Kala itu aku tidak tahu bahwa theater ini adalah hiburan berupa sebuah theater budaya indonesia yang diselingi kritik kritik kecil pada orang atas. Aku tidak begitu faham maksudnya arti dialog dialog asing itu ketika masuk telingaku, atau plot plot drama yang berbeda dari yang aku baca, aku bahkan terdiam seribu kata ketika mereka dengan eloknya membawakan kisah wayang nenek moyang dengan bagus namun diselipi kritik sedikit sedikit pada dialognya.

aku bingung, menoleh ke kanan ke kiri untuk mencari orang terkejut sama sepertiku namun tidak ada yang memiliki ekpresi bingung sepertiku, ekpresi was was takut sebuah tentara datang menyeroyok theater ini dan mencapku salah satu pembelok negara. aku sangat takut saat itu juga.

Anehnya, tidak ada penikmat theater yang merasa takut atas pengekpresian suara ini.

Tentu saja aku tahu bahwa era ini orang atas menolak keras kritik dari rakyat, buku buku mengingung gaya kepemimpinan akan dihanguskan, dan penculikan orang orang yang di anggap berpotensi akan mengerakan masa tiba tiba hilang, aku tahu semua kasus itu, hal itu juga yang membuatku diam tidak peduli dengan perang dalam dunia abu-abu. aku berfikir orang atas tidak berperan penting dalam hidupku, ayahku lebih tampak seperti pemimpin negara dalam duniaku dari pada pemimpin negara indonesia kala ini.

Aduh sial sepertinya aku masuk ke dalam kandang para pemberontak. Tiba tiba larangan kak gendhis soal seni di dunia kampus terngiang ngiang di kepala ku.

"Sore"

di tengah kebingungan itu, perempuan dengan jaket denim jeans nya menyapaku dengan lembut. sepertinya ia sadar aku menoleh kenana kekiri mencari orang yang merasa aneh dengan dialog barusan.

"Sore" sapa ku balik, masih merasa gusar.

"ada apa? ingin ke toilet?" Tanya gadis itu

Aku mengeleng, tersenyum kecil. diam diam aku juga takut pada perempuan ini, mungkin perempuan ini salah satu dari sekumpulan orang yang menentang orang atas.

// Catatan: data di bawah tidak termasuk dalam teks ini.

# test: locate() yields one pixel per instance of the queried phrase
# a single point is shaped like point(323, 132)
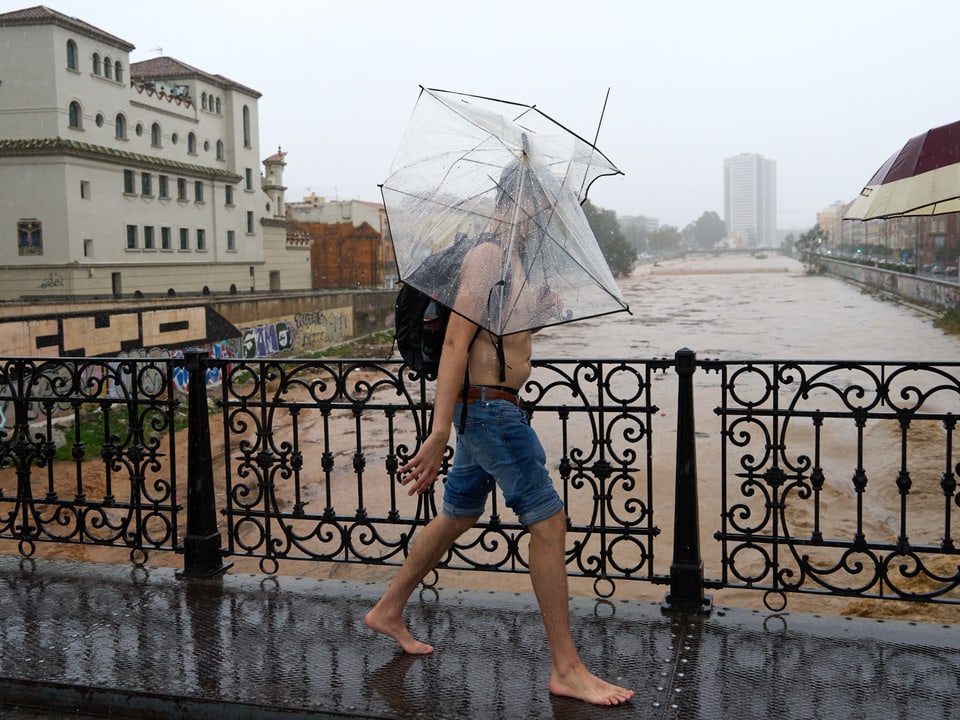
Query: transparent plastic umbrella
point(472, 170)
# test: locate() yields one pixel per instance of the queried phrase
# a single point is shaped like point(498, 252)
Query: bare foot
point(394, 628)
point(583, 685)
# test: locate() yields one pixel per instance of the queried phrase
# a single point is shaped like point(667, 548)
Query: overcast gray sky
point(826, 88)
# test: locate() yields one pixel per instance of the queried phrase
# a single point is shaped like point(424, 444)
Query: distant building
point(125, 179)
point(351, 245)
point(750, 200)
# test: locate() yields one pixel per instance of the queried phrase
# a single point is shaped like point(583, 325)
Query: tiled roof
point(166, 68)
point(42, 15)
point(55, 146)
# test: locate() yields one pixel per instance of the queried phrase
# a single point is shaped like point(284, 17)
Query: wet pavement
point(116, 641)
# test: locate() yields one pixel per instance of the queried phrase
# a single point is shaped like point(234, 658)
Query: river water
point(745, 308)
point(741, 307)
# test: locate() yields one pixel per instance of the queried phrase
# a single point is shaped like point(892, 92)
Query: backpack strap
point(462, 425)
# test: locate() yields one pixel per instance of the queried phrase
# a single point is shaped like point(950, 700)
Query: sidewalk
point(111, 640)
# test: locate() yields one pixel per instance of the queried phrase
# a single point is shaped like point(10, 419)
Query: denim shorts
point(498, 446)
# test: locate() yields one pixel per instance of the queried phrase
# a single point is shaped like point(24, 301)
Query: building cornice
point(61, 146)
point(41, 15)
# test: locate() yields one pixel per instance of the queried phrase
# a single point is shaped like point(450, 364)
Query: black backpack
point(420, 320)
point(420, 325)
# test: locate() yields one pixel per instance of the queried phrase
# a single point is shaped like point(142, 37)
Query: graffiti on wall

Aku bukanya berada dipihak orang atas, namun aku sama sekali tidak peduli dengan itu semua. Kenaikan harga bbm jelas tidak membuat ku yang hidup di istana merasa cemas, krisis air bersih yang memakan korban tidak begitu berasa padaku yang memiliki kolam renang air jernih di halaman belakang, setahuku juga beberapa mentri sering menjadi tamu ibuku, atau pejabat orang atas lainya yang datang mengobrol pada ayahku soal bisnis kami.

jelas kemiskinan tidak membuatku bergerak ikut protes soal negara yang semakin menguras habis habisan kaum bawah.

"Aku francezka, panggil aja cezka. kamu?"

aku menarik nafasku terlebih dahulu, berusaha menutupi rasa takutku padanya. "Iya, salam kenal cezka. Aku diandra"

Padahal aku sudah menyiapkan nama samaran jika aku merasa terdesak, sialnya aku malah menggungkapkan nama asliku.

"kamu tampak gusar, boleh saya bantu?"

aku sudah tidak tahan lagi, semua hal aneh ini membuatku bingung. "itu, mengapa ada dialog aneh yang terdengar menyindir? Apakah ini suatu tempat untuk para—kamu tahu—pemberontak? . Aku baru pertama kali kesini, maaf aku tidak tahu tempat apa ini sebenarnya"

cezka tersenyum kecil, "santai saja, ini memang untuk umum. Tidak pernah ada hal seperti perkumpulan pemberontak sejak awal. memang ini kisah aslinya, theater ini selalu memberikan ke'aslian' pada seninya"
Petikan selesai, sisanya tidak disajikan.